第9章 駈けだす想い
エルヴィンならともかく、リヴァイがこんなスマートにレディーファーストをするなど予想もしていなかった。
リヴァイに対して特別な想いを自覚したからだろうか…
ソファに腰掛け脚を組んで紅茶を飲むリヴァイがなんだかかっこよく見えてくる。
変わった持ち方で紅茶のカップに唇をつける仕草が妙に色っぽく感じ、クレアはリヴァイから目が離せなくなってしまった。
「おい、なにボケッとしてんだ。お前も早く飲め。」
「はっ!はい!」
無愛想なつっこみに我に返ると、慌ててクレアも紅茶を飲んだ。
自分が淹れるものとは少し違ったが、何が違うかもわからぬほどのわずかなものだ。香りも自分が淹れるものより一際高く、味もとても美味しい。クレアは率直な感想をのべた。

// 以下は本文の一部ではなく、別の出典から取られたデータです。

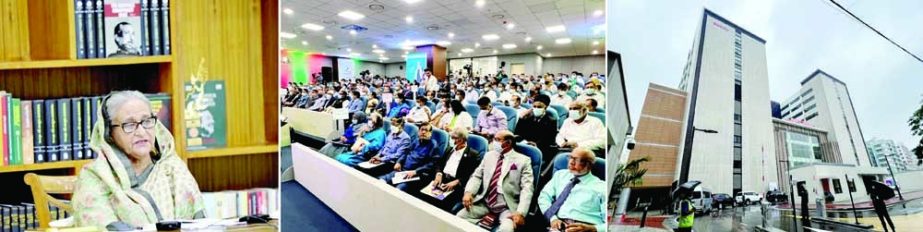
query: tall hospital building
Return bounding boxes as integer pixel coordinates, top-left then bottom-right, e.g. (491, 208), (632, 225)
(676, 9), (778, 194)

「地下の資料室で頂いた時のも美味しかったのですが、やはりお湯の温度や蒸らしがきいてますね。格段に美味しいです。」
お世辞などは一切言ったつもりはないが、何故かリヴァイの表情は不満げだ。
「…まぁ確かに悪くねぇ。だがやはりお前が淹れたのとは何か違う…うまく説明できねぇのがなんかイラつくな…」
驚くことにリヴァイも同じ感想だった。
だが悪い要素はは1つもないのだ。なんと言って納得させればよいのか悩んでいると、ふと幼い頃に読んだ本の話を思い出した。
「兵長……お茶とはとても奥深いものです。兵長は「サンゴクシ」という物語はご存知ですか?」
「サンゴクシ?いや、知らねぇな。」
「作者は分かりませんが、子供の頃に読んだ古い物語です。「ギ」「ゴ」「ショク」という3大政力の政権争いを描いた話なのですがお茶についての描写がたくさん出てきました。」
「……」
リヴァイは興味を持ったのか黙って聞いている。
「絶世の美女と謳われた姫が敵地にとらわれてしまいますが、その姫はとらわれの身でありながら言葉たくみに敵の大将をお茶に誘います。大戦の最中でありながらも、お茶の奥深さを語り、優美に振る舞う姿に見惚ていると、あっという間に風向きが変わり、火攻めに合って惨敗してしまうのです。」
「お茶にはこの物語のように、戦の勝敗を決めてしまう時もあれば、仕事の疲れを癒やしてくれる時もあり、高ぶる緊張をしずめてくれる時もあります。」